Of those respondents who stated that they reached their initial modernization goals, 19% report having made moderate progress on those goals and 31% said their development has been significant. Twenty-five percent said they’ve hit their initial goals and are optimizing where possible.
Despite 59% of respondents reporting moving forward with their modernization efforts, 41% said they have delayed or abandoned those efforts. According to the survey, they did so due to competing priorities (46%), poor roadmap (45%), concerns about data privacy and security (39%), lack of skills (38%), didn’t or couldn’t budget appropriately (30%), and unexpected challenges (30%).
Not surprisingly, the vast majority of organizations cited cloud optimization as a central part of their modernization efforts and ranked nearly ubiquitous. These included application modification (93%), increasing public cloud workloads (92%) and private clouds (91%), and moving to multi-cloud (87%) or a hybrid-cloud model (89%).

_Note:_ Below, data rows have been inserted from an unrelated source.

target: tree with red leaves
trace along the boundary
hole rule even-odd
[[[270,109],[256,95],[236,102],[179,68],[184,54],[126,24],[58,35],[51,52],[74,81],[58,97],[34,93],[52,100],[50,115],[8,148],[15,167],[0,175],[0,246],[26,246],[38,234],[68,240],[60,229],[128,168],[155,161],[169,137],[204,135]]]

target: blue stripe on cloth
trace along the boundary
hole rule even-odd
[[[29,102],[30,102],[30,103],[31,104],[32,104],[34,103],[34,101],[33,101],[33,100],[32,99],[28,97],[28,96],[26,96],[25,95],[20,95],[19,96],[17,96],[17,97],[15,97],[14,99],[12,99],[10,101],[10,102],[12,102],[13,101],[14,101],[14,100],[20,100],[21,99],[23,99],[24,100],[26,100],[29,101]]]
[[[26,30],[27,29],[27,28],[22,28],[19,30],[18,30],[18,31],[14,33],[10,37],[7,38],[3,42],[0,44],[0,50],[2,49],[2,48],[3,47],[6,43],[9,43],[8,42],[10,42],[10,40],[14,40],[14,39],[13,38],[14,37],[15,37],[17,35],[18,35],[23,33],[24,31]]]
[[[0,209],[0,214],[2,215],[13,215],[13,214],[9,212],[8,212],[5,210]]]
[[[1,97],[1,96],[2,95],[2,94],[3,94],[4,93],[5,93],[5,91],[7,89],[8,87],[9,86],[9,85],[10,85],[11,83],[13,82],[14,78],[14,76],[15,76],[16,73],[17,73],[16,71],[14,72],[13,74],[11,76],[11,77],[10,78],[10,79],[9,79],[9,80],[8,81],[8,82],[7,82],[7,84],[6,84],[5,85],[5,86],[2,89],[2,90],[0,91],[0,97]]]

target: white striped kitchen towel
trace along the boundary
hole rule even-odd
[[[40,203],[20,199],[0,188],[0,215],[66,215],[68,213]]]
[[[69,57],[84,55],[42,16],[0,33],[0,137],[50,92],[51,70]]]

Further, and what highlights the difficulty some organizations have when finding the optimal home for all of their workloads, 84% said they transferred specific workloads from a public cloud to a non-cloud location. These transitions may have been driven, in part, by the 69% who found their cloud costs to be 62% higher than they expected. The underlying causes of those cost overruns range from “data egress charges for shared persistent data, unplanned cloud adoption, and mergers and acquisitions to failure to take advantage of vendor volume discounts, over-subscription and failure to optimize workloads to extract maximum value from cloud platforms,” Insight said in a statement.
Finally, the survey found that 95% of respondents are outsourcing at least some facet of their operating environments to a managed services provider. Eighty-four percent said they are outsourcing cloud management.
Going forward, the most commonly cited priorities include better managing workloads based on their use (39%), improved design to size services to need (38%) and the implementation of additional policies that will restrict the type and size of cloud services made available internally to their organization.